J. Kuipers
In “HOUT in de Bouw” (een uitgave van Nijgh periodieken BV) van juli 2002 komt een artikel voor over een onderzoek naar vijf duurzaam geproduceerde houtsoorten. Gezocht wordt naar soorten die het nu veel gebruikte azobe kunnen vervangen. Azobé – en straks dus wellicht één of meer andere houtsoorten – staat in de praktijk bekend om zijn lange levensduur en zijn goede fysischmechanische eigenschappen. Het is bovendien in verhouding tot zijn sterkte een licht materiaal. Daarom wordt het veel toegepast voor het dek van beweegbare bruggen. Staal en beton zijn minder veerkrachtig en na verloop van tijd kunnen zich vermoeiingscheuren voordoen die mogelijk weer leiden tot corrosie en sterkteverlies.

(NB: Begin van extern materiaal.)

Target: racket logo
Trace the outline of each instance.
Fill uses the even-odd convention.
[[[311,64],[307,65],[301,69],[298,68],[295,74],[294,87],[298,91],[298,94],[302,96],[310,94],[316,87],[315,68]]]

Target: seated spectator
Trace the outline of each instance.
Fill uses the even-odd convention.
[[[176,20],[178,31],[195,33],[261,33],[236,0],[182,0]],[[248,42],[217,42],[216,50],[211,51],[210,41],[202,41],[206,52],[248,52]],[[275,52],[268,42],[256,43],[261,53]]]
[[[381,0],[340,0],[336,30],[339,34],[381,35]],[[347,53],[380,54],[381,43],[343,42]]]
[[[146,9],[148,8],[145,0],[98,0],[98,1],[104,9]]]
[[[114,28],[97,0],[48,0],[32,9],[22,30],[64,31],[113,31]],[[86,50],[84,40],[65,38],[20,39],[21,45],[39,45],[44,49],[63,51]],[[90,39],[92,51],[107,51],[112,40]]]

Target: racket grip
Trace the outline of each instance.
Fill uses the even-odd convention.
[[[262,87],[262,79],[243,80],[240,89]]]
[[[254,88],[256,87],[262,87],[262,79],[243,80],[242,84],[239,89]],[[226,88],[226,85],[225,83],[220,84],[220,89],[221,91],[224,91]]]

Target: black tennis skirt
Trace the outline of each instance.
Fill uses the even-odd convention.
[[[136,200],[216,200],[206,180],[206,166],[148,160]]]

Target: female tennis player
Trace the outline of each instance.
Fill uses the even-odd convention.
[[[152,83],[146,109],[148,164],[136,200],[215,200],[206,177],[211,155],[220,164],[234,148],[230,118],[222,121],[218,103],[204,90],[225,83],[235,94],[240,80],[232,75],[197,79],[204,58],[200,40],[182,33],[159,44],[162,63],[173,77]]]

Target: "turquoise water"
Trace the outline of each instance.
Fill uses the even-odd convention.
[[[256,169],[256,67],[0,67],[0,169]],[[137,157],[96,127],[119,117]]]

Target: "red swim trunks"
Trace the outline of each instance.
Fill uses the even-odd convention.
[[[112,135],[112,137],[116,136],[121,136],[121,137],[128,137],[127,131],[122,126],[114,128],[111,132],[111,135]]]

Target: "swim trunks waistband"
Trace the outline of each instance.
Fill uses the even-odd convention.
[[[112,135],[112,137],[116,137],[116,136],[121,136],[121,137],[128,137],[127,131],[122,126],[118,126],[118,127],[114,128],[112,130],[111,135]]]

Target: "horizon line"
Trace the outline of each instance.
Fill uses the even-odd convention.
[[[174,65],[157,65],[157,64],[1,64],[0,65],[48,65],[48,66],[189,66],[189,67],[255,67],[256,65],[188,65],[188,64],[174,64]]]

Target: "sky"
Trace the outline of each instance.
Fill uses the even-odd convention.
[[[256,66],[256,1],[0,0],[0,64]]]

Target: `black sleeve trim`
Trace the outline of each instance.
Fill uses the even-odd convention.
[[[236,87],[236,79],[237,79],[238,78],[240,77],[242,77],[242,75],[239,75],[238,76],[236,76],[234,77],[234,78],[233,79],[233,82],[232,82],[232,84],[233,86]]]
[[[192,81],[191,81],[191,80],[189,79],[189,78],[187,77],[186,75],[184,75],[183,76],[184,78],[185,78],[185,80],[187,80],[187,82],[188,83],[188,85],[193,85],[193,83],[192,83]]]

Directe aanleiding voor de studie vormt de vervanging van het houten brugdek van de Volkerakbrug, waarvoor ongeveer 100 m3 hout nodig is. De constructie bestaat volgens het ontwerp uit stalen I-profielen h.o.h. 600 mm, waarop houten balken van 130 x 80 mm met bouten en schotelveren worden bevestigd. De belangrijkste technische eigenschappen zijn de buigsterkte en de schuifsterkte. Als vervanger van het Afrikaanse azobé is het Braziliaanse angelim vermelho voorgesteld, dat al veel wordt toegepast in damwanden en kleinere bruggen, maar waarvan de schuifsterkte nog niet is bepaald.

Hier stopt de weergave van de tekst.